Time for a rant, folks. Sorry bout it, but I’m irritated on the topic.
Why is it so goddamned hard for motherfuckers to tell the truth?
And in this case, motherfuckers is not a gender oriented word. Any one who lies, male or female or anyone in between, is a motherfucker.
Anyway, I get it. You did something you’re ashamed of and don’t want people to know about it. Okay.
Simple fucking solution. It’s common sense, a no brainer. Don’t do shit to put yourself in that type of situation!
I also understand that certain circumstances are unavoidable.
But here’s a concept for you. . .
Maybe by being honest, you can cut some drama and bullshit. The situation may not be ideal, but instead of dragging out the inevitable with a lie, be honest from the get and just be done with it.
From a young age, I was trained to lie. Lie about my mother’s living circumstances, the frequent cases of abuse, the drinking, the drugs. Same went with my father. I hate to speak ill of my dead parents but facts are, they were addicts. While I have forgiven them and love them to the depths of my soul, they had me and my brother trained to lie from the moment we could talk. I was talking to Dorothy one day about how easy it is for me to come up with a lie, on the spot. I’m good at it, because I was trained. It’s sad, really. We were discussing a work situation where someone had lied, and the lie hadn’t been a good one. I came up with three different actually feasible lies on the spot that would have worked way better for the person who told the lie.
Just because I’m good at it, doesn’t mean I do it though.
I put my foot down about lying when I was around 12. I flat out told dad that I wasn’t going to do it anymore, and if there was something that he didn’t want the truth getting out about he best not let me in on it. Not that I’m a blabbermouth. I don’t gossip or go looking to set things right so to speak by telling people about others transgressions. But if I’m asked, and I know, I’ll be honest. While dad didn’t particularly like it – frankly he was pissed over it, mainly due to my tone – he couldn’t fault me, either. So that put a stop to that.
Lying is stressful and hard. You have to remember your lie, and keep up the facade of truth you’ve built. You sit and wonder if the person you lied to is going to find out, or more likely how long it’s going to take for them to find out. Because eventually those that are lied to find out the truth. And nine times out of ten, the result of being caught in a lie is way worse than if you had just been honest. Be honest with me, and I’ll be pissed, but I’ll get over it. Lie to me? Kiss your ass good-bye. I’ll never trust you again, and given the option I will completely cut you from my life and not look back. I have no time for lies, or the people that tell them.
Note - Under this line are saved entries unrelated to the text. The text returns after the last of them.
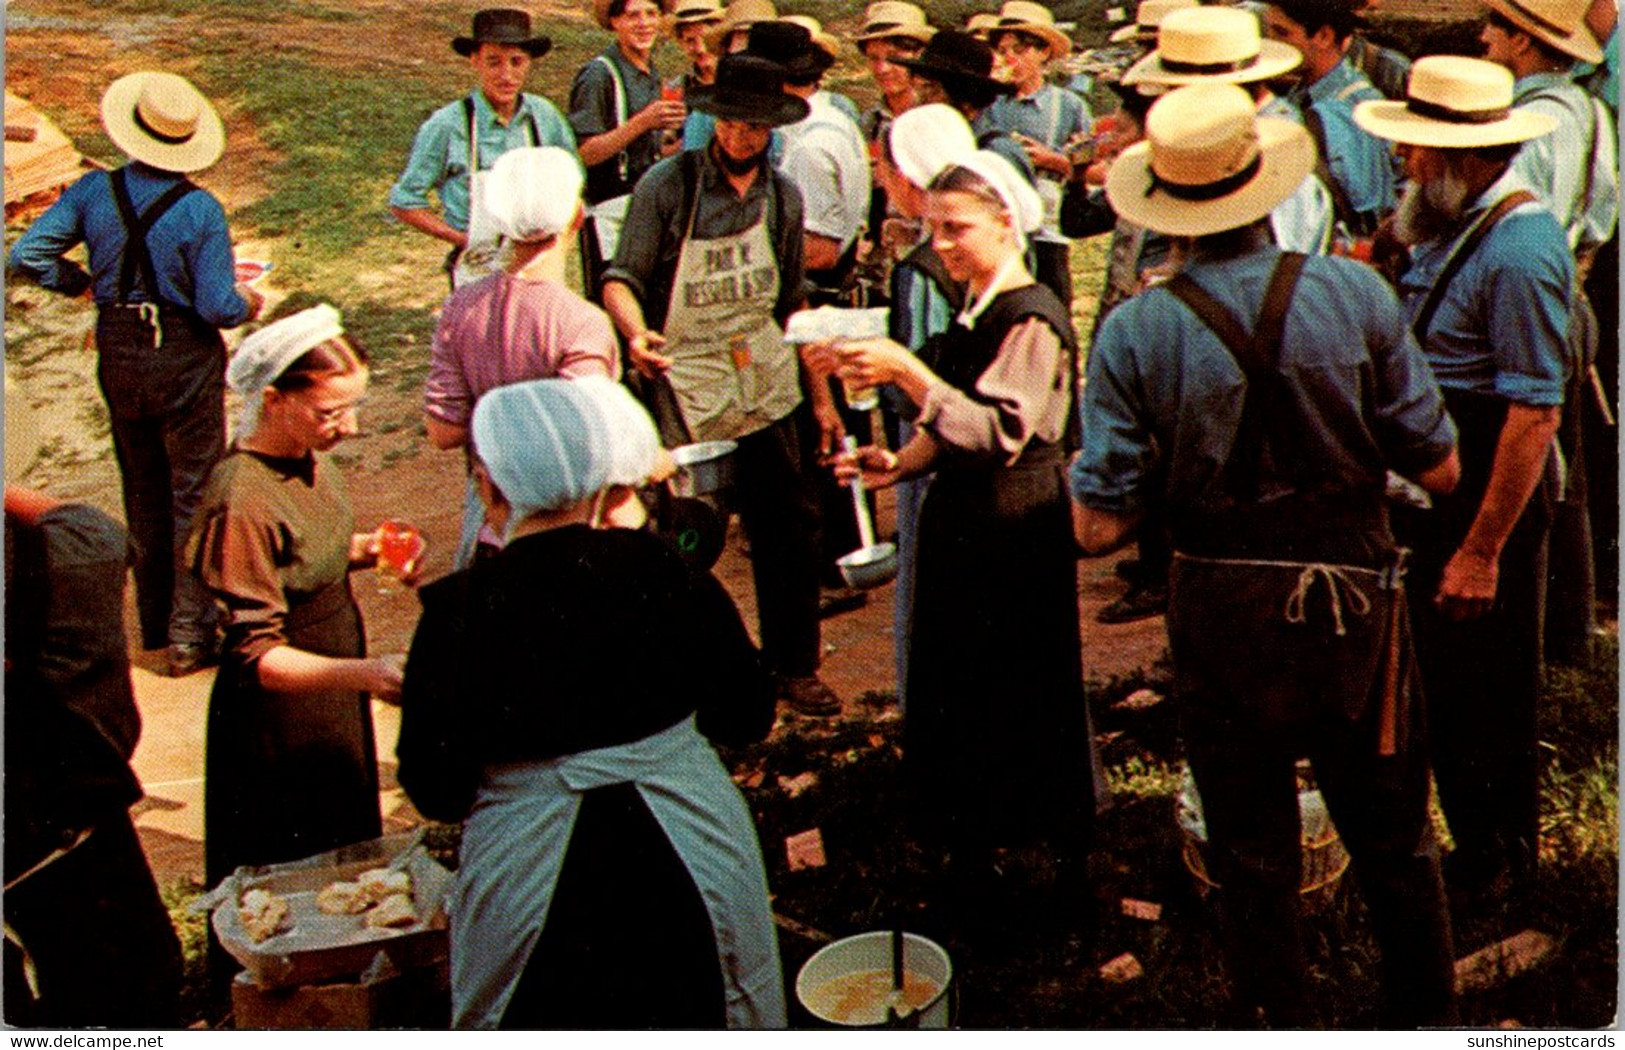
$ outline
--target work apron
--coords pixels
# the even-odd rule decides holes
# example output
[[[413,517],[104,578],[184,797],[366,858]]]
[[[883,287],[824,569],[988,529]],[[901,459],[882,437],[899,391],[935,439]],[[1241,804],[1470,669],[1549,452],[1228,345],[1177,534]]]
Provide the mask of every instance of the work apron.
[[[629,744],[486,768],[464,824],[462,864],[447,903],[454,1028],[501,1023],[547,924],[582,794],[625,783],[636,786],[710,913],[728,1027],[785,1027],[778,940],[756,827],[690,716]]]
[[[491,173],[480,170],[479,119],[475,116],[474,106],[467,99],[464,100],[463,113],[468,120],[468,245],[456,253],[456,260],[452,264],[451,286],[454,289],[500,273],[513,256],[513,247],[503,240],[502,231],[497,228],[487,204]],[[519,116],[515,114],[515,119]],[[541,145],[536,118],[529,113],[523,116],[530,129],[530,144]]]
[[[691,203],[666,312],[667,378],[694,441],[755,433],[801,403],[794,348],[773,316],[779,263],[768,236],[770,183],[761,217],[725,237],[697,238]]]

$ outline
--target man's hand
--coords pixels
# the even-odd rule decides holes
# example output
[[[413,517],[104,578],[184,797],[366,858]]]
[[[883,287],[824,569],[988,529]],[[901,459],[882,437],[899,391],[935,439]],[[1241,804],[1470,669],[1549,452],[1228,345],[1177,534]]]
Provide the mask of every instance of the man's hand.
[[[627,340],[626,349],[632,358],[632,367],[645,379],[655,379],[671,368],[672,359],[656,353],[666,345],[666,337],[659,332],[645,331]]]
[[[1498,575],[1499,568],[1494,558],[1476,554],[1464,547],[1444,567],[1444,575],[1439,579],[1439,593],[1434,595],[1433,604],[1452,620],[1471,620],[1483,616],[1495,604]]]
[[[841,447],[846,427],[841,425],[841,413],[835,407],[835,399],[830,396],[829,384],[822,379],[813,382],[824,391],[823,397],[812,399],[813,418],[818,420],[818,454],[828,456]]]
[[[676,131],[688,119],[688,107],[683,103],[671,99],[657,98],[653,102],[638,110],[633,120],[642,121],[645,131],[659,128],[662,131]]]

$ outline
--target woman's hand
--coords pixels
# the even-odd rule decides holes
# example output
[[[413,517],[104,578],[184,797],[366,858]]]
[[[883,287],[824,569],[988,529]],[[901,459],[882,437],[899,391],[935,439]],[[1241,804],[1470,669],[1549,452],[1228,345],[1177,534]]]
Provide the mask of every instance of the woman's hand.
[[[837,452],[830,464],[835,469],[835,480],[843,485],[863,476],[864,488],[874,490],[895,485],[902,476],[897,455],[875,445],[865,445],[856,452]]]
[[[657,351],[666,345],[666,337],[659,332],[645,331],[626,341],[626,354],[632,367],[645,379],[654,379],[671,368],[672,359]]]
[[[809,376],[832,376],[841,366],[840,354],[836,352],[833,342],[803,343],[801,345],[801,365],[807,370]]]
[[[357,532],[350,536],[350,568],[372,569],[378,566],[378,552],[384,542],[384,529],[380,525],[372,532]],[[417,553],[405,565],[395,568],[396,577],[408,587],[416,587],[423,575],[423,552],[429,549],[428,542],[423,534],[413,530],[417,535]]]
[[[370,569],[378,564],[378,533],[350,534],[350,568]]]
[[[890,339],[855,339],[835,347],[835,374],[854,386],[902,386],[910,377],[929,378],[920,359]]]

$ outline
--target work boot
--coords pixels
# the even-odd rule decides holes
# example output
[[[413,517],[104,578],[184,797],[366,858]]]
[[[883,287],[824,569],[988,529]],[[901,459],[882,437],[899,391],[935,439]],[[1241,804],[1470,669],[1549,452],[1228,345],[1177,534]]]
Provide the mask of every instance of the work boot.
[[[815,674],[779,675],[778,698],[798,715],[829,718],[841,713],[841,698]]]
[[[165,656],[171,678],[185,678],[220,662],[219,652],[207,642],[171,642]]]
[[[1096,613],[1095,619],[1101,623],[1133,623],[1135,620],[1161,616],[1167,611],[1167,587],[1143,587],[1135,584],[1128,589],[1127,594]]]

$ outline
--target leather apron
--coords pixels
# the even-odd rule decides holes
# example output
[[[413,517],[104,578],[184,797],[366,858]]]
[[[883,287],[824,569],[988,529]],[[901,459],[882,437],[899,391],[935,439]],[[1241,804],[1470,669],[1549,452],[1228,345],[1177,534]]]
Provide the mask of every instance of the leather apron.
[[[695,237],[697,195],[689,207],[664,335],[667,377],[694,441],[755,433],[801,403],[796,353],[773,316],[779,263],[767,216],[776,192],[769,182],[761,217],[726,237]]]

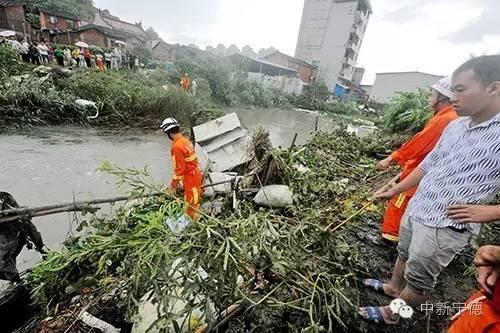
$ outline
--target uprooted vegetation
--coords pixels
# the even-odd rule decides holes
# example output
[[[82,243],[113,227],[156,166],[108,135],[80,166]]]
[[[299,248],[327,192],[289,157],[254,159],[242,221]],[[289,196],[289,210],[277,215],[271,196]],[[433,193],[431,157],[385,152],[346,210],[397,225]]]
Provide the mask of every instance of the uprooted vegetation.
[[[0,127],[41,125],[103,125],[108,127],[156,128],[159,119],[172,116],[194,126],[220,115],[176,86],[162,85],[141,73],[100,73],[53,70],[5,80],[0,88]],[[77,99],[96,102],[81,107]]]
[[[428,92],[400,92],[384,110],[384,129],[389,133],[416,133],[432,117],[428,105]]]
[[[228,59],[205,55],[179,54],[168,71],[160,67],[101,73],[51,67],[33,73],[33,69],[20,63],[9,47],[0,48],[0,128],[66,124],[157,128],[167,116],[191,127],[216,118],[221,108],[238,106],[300,107],[331,116],[378,117],[363,114],[354,102],[330,98],[320,82],[301,96],[288,95],[251,80],[245,68]],[[196,96],[179,87],[179,77],[186,72],[197,83]],[[77,105],[77,99],[96,102],[100,116],[89,119],[96,110]]]
[[[147,294],[158,306],[154,326],[171,332],[186,326],[193,332],[377,331],[356,316],[366,301],[357,278],[392,263],[387,250],[366,238],[381,217],[382,205],[370,204],[372,191],[390,178],[375,172],[369,147],[337,132],[292,151],[257,150],[246,171],[259,176],[248,186],[289,185],[295,204],[285,209],[256,207],[243,191],[237,209],[229,196],[221,214],[203,214],[180,235],[164,224],[182,211],[175,198],[153,197],[86,218],[85,234],[49,253],[29,275],[33,300],[44,310],[20,332],[86,332],[78,320],[83,310],[130,329],[126,323],[138,319]],[[104,169],[132,184],[132,193],[158,190],[142,180],[144,172]],[[330,224],[334,231],[325,231]],[[472,277],[455,276],[457,286],[471,285]],[[221,322],[228,308],[238,309],[237,316]]]

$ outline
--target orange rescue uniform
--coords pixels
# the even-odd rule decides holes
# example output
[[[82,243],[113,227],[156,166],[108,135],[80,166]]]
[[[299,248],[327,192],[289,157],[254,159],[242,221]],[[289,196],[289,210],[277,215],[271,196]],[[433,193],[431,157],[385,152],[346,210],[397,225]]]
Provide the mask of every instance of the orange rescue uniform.
[[[182,183],[184,200],[187,203],[186,214],[195,218],[200,208],[202,195],[202,174],[198,158],[191,141],[176,134],[171,148],[174,177],[170,187],[176,189]]]
[[[493,296],[474,294],[452,320],[448,333],[500,333],[500,283],[496,283]]]
[[[184,91],[189,91],[189,87],[191,86],[191,81],[189,80],[189,77],[184,75],[183,77],[181,77],[181,87],[182,87],[182,90]]]
[[[441,108],[421,132],[391,154],[392,159],[403,168],[400,181],[408,177],[419,166],[434,148],[446,126],[457,118],[457,113],[452,106]],[[414,187],[391,198],[382,224],[383,238],[393,242],[399,241],[401,218],[416,191],[417,188]]]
I’m honest to a fault. A boss caught me slacking at work. When I was asked why, I didn’t offer some lame excuse – because I didn’t have one. Facts were, I was slacking. I was met with a shocked look at my honesty. I was told to step it up, and we moved on with business.
I have been pulled over multiple times. Three times with no license, twice for speeding. The no license situations, I was honest and they told me to go home and stay there, looking puzzled. I mean, really. When they ran my name they were gonna find out anyway, sooo. . . May as well be honest. The one speeding situation was kind of funny.
“Ma’am, do you know why I pulled you over?”
“Yes sir. I was speeding.”
There was a longish pause, and the officer cleared his throat. “Um, yes. Do you know how fast you were going?”
“No sir. I honestly wasn’t paying attention to my speed until I saw your lights.”
Longer pause this time.
“Is your speedometer broken, ma’am?”
“No sir. I just wasn’t paying attention.”
He gave me an out and I didn’t take it. Maybe I’m a fool, but I also didn’t know if it was a trap, so I stuck to the truth. And he was completely floored by it.
I still got an expensive ticket, but I didn’t land in jail for lying to an officer. And I was speeding, which is plainly against the law. He had me dead to rights.
He supposedly clocked me at 73mph in a 55mph zone, for the record. That’s pretty damn close to reckless driving and I would have been up shit crick. Especially because I’m pretty sure when I saw his lights in my mirror and looked down at my speed, it was well over 73mph. And I’d already hit the brakes.
Just throwing that out there. Had I lied I bet I’d have lost that job, or in the speeding situation I may have landed in jail. As it stands I have a good work record and have never seen the inside of a jail cell, knock on wood.
Folks. Morale of the story is honesty. You maybe fucked up and did something you shouldn’t have, but by being honest you get the situation out of the way, and lesser consequences.